West Coast natural gas prices have been rising this winter, and PG&E wants our customers to know their energy bills are likely to rise as a result.
PG&E does not control the market prices we pay for natural gas, and we don’t mark up the cost of the energy we buy to serve our customers.
In late January, California average daily prices were five times higher than the U.S. benchmark and those in New York and Chicago.
Price increases are due largely to higher demand and tighter supplies, as customers use more natural gas for heating during cooler than normal temperatures, and as power plants use more natural gas to meet electricity demand.
PG&E customers have used more gas than the five-year average, with November usage 20% higher, December 10%, and January 10% higher.
As a result, residential gas and electricity bills could be 32% higher on average from November 2022 to March 2023 compared to the same time last winter, with most of the increase for energy supply costs.
We’re working with regulators, policymakers and lawmakers to provide bill relief—including supporting the California Public Utilities Commission’s decision to distribute the annual April Climate Credit as soon as possible—a $91.17 credit for PG&E customers receiving gas and electricity.

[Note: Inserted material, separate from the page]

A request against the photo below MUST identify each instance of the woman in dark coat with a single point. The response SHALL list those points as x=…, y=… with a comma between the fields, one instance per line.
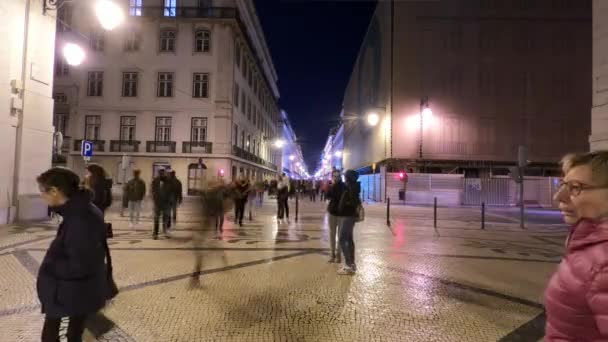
x=73, y=277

We also support the Governor’s call for a federal investigation into high gas market prices.
For energy tips and resources, visit pge.com/winter.
PG&E Vice President, South Bay & Central Coast Region
We’re on wood heat and are using ~30% more wood than average, and about 70% more than in the 2021-2022 winter, a remarkably mild one. Electric bills for supplemental heating are similarly higher. Much higher than the 32% increase cited above. What would give me relief is if this criminal enterprise masquerading as a public utility were to lose its state corporate charter due to its maintenance lapses which have created ratepayer morbidity.